International uproar is at its highest point in the entire affair. Great Britain, France, and Ireland are extremely upset that Israel may have used European passports in the hit without permission, so much so that the British Government summoned the Israeli Ambassador to the U.K. for a brief sit-down. And of course, this does not even mention Arab attitudes about the assassination, which typically hasn’t been all that positive in the first place.
Israel hasn’t officially commented to the media, and is not expected to; the Jewish state is known to keep quite on national-security matters, neither confirming nor denying an operation took place. But others are keenly waiting, and some are starting to ask whether Israel’s spy service (the Mossad) is actually keeping Israel safer. The Economist devotes an entire article to this question, and people from all over the political spectrum are chiming into the debate.
Naturally, I couldn’t sit on the sidelines without spewing my own assessment of the situation.

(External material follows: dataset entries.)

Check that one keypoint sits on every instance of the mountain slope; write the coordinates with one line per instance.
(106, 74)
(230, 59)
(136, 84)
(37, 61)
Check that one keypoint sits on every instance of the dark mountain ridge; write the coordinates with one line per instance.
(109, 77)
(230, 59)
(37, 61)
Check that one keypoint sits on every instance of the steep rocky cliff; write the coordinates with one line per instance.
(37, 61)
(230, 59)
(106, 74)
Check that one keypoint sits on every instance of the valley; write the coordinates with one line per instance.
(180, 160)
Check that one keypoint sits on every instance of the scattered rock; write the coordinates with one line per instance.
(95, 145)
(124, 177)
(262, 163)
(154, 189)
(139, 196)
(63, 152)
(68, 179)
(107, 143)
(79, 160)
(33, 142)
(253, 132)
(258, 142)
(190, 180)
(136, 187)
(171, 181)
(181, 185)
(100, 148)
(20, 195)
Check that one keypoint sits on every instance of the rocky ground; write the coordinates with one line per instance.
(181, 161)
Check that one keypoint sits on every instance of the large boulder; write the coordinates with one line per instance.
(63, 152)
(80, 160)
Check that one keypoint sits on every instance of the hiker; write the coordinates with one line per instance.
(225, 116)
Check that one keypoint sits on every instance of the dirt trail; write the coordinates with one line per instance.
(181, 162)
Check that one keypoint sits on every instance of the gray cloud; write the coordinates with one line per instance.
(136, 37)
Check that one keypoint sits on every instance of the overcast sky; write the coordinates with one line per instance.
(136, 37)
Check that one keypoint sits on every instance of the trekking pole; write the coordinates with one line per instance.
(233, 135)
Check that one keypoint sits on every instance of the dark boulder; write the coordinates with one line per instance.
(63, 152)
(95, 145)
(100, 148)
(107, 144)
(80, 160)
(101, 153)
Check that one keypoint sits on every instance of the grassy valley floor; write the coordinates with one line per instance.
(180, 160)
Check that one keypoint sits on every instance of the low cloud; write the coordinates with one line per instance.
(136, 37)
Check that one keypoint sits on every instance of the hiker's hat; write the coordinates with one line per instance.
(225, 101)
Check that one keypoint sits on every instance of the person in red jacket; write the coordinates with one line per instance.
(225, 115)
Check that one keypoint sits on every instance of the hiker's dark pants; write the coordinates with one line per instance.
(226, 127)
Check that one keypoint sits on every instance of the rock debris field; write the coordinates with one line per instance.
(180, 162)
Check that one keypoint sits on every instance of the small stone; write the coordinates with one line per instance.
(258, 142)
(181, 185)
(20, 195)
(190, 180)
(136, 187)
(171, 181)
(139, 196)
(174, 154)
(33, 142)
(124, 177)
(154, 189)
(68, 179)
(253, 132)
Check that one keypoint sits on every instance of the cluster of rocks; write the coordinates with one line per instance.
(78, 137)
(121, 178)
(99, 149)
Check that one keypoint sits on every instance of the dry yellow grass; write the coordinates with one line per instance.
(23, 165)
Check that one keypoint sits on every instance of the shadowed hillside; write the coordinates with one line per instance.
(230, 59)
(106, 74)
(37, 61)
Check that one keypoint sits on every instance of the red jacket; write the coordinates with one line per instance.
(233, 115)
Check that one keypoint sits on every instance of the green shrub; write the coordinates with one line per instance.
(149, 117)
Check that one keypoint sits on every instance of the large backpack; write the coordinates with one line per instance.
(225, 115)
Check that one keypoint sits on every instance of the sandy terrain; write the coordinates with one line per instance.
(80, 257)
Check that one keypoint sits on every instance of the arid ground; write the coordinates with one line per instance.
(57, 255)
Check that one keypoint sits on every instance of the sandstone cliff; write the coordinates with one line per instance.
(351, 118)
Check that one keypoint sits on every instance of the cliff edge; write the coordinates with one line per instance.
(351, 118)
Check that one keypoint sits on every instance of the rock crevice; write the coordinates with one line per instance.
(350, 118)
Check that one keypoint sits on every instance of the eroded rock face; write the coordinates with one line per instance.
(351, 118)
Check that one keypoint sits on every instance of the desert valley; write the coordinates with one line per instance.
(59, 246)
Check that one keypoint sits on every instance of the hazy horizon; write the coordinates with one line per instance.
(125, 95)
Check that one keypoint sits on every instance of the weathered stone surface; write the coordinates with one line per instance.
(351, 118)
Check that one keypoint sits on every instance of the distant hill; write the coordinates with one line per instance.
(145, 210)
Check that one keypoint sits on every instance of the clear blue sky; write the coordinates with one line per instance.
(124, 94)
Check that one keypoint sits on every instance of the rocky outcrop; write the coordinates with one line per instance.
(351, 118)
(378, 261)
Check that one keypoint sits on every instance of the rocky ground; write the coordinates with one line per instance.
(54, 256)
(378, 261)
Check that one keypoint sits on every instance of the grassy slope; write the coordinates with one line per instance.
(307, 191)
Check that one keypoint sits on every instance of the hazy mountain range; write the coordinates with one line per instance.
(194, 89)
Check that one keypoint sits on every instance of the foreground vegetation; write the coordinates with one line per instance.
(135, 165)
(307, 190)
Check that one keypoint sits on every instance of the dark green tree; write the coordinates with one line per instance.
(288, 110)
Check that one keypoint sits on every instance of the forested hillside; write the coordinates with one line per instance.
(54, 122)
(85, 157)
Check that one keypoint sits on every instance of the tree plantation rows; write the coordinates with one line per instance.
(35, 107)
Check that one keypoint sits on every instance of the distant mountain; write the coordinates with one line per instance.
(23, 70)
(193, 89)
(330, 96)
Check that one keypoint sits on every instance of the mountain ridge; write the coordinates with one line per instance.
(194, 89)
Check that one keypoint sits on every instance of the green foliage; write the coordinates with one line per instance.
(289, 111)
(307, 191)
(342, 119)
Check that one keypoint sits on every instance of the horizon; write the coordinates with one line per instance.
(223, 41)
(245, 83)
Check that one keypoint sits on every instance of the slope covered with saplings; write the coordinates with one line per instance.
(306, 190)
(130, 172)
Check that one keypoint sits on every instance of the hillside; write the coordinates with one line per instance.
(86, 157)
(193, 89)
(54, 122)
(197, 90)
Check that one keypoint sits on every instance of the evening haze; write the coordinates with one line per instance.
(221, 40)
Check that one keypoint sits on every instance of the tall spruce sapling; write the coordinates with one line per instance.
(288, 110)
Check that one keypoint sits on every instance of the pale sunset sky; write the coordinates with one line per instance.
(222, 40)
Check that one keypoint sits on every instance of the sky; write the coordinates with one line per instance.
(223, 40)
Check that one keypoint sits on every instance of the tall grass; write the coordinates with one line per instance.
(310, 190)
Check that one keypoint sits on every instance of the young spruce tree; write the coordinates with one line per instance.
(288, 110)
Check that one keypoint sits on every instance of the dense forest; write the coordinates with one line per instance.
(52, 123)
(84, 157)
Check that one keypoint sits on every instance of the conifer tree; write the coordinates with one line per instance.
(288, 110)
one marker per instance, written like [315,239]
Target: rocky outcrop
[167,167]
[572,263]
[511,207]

While it’s hard to pinpoint with complete accuracy, there is evidence confirming that Mossad has kept Israel relatively safe from potential attacks. The agency is small, yet highly effective in what they do. Intelligence agencies and clandestine network throughout the world view the Israeli spy service as the most proficient in sophisticated operations. The fact that Mossad officials have infiltrated hostile territory with ease in the past demonstrates how meticulous the organization is. Hezbollah and Hamas- the Islamic militants responsible for most of Israel’s troubles over the past few years- know this full well. In fact, the assassination of a top Hamas commander in Dubai only verifies this belief in their minds.
Yet while Mossad may be a highly successful organization when it comes to counterterrorism, you have to wonder why they picked the United Arab Emirates as the location for the killing. Did they assume that Dubai authorities would give Israel a pass in the name of national-security? If so, it would appear that the Israelis forgot that there is a little thing called state sovereignty.
Questions about the assassination continue to circulate, there is still tons of speculation out there, and I suspect we will probably hear more news from Dubai authorities in the coming weeks. But what is clear is that Mossad made a tactical error; they embarrassed a moderate Arab country in front of the entire international community. Israel needs all the help it can get in terms of aid and recognition. Enemies of Israel are prevalent throughout the Middle East, and even traditional allies are becoming less sympathetic to Israel’s aims. Yet despite these circumstances, they chose to alienate an Arab state that is both pro-western and ideologically moderate.
It’s too early to tell, but this incident could severely degrade relations between Israel and the UAE. The last thing the Israeli Government wants is another angry Muslim country, especially when that country is labeled as pragmatic and somewhat tolerant.